European Economy: Why a Top Credit Suisse Advisor Likes Europe

Nicole Primack has never liked idle time. Just one day after graduating from Vassar College in 1990, she started her first full-time job on Wall Street. She never left.

These days, the Credit Suisse financial advisor wakes up at 4:30 a.m. daily. Within two hours, she has already made the commute from her suburban New Jersey home to the Credit Suisse headquarters in Manhattan's Flatiron district.

"It's a very disciplined lifestyle, almost robotic in a way," says Primack, who can sound as much like a life coach as a financial advisor. Her daily 6 a.m. exercise routine at the corporate gym is "like my caffeine," she says. At night, she won't go to sleep before finishing every item on her daily task list.

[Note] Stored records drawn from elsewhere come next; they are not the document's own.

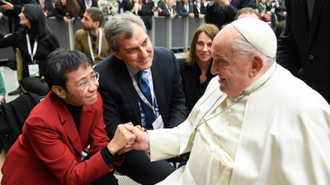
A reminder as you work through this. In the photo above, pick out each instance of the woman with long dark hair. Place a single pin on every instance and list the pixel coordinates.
(195, 67)
(35, 42)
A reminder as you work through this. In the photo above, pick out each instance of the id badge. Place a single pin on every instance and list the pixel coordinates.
(158, 123)
(34, 70)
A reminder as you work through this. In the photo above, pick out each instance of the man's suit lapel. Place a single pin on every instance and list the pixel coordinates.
(157, 77)
(319, 4)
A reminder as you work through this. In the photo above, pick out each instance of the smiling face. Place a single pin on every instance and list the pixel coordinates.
(23, 20)
(87, 22)
(203, 48)
(235, 69)
(74, 94)
(137, 51)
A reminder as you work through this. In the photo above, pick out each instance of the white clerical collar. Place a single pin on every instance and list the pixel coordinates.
(262, 80)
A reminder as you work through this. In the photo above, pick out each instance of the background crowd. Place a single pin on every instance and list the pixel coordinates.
(148, 87)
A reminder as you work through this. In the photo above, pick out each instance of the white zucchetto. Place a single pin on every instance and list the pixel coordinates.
(258, 33)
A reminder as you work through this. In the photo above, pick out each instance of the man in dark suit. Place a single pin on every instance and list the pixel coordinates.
(303, 48)
(124, 101)
(221, 12)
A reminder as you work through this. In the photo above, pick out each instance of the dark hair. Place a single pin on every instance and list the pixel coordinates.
(72, 6)
(37, 20)
(96, 14)
(60, 62)
(211, 30)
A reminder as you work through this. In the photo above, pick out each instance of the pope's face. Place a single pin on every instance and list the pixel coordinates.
(137, 51)
(233, 68)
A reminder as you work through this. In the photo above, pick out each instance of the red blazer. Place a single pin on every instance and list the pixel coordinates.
(49, 149)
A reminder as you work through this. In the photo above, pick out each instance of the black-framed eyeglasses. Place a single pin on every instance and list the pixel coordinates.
(94, 40)
(84, 85)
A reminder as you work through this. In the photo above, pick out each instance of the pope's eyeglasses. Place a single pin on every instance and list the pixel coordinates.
(84, 85)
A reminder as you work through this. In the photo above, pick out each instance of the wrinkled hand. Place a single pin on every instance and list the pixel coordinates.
(122, 140)
(142, 139)
(223, 3)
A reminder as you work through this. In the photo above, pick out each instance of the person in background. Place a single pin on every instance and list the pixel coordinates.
(109, 8)
(91, 38)
(35, 42)
(85, 4)
(157, 8)
(199, 9)
(47, 6)
(12, 8)
(303, 47)
(66, 10)
(229, 143)
(124, 6)
(171, 8)
(141, 10)
(63, 140)
(141, 84)
(195, 67)
(221, 12)
(2, 89)
(185, 8)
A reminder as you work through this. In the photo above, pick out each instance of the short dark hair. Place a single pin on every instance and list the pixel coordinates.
(60, 62)
(96, 14)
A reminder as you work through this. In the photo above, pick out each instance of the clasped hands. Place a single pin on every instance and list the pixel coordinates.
(128, 137)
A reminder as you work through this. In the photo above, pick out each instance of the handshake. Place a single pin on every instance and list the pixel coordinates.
(128, 137)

The routine pays off: Over the past two decades, Primack, 46, has built a thriving practice from the ground up. Her three-person team manages $1.2 billion in assets for 80 families, with a typical account of $10 million. Last year, Primack ranked No. 21 on Barron's list of Top 100 Women Advisors.

Primack has held tax-advantaged municipal bonds in her accounts, "in all interest-rate environments." The key, according to Primack, is to stick with the high-quality issues: water, sewer, power, infrastructure, and higher education. Those areas tend to avoid the blowups that have faced issuers with less-secure revenue streams.
"You don't buy Newark Airport ticket-receipt bonds," Primack offers as an example. "You buy the schools, the general-obligation bonds, the essential services."

Meanwhile, Primack is content to hold the bonds until maturity, or until they're called, collecting income regardless of what happens to interest rates.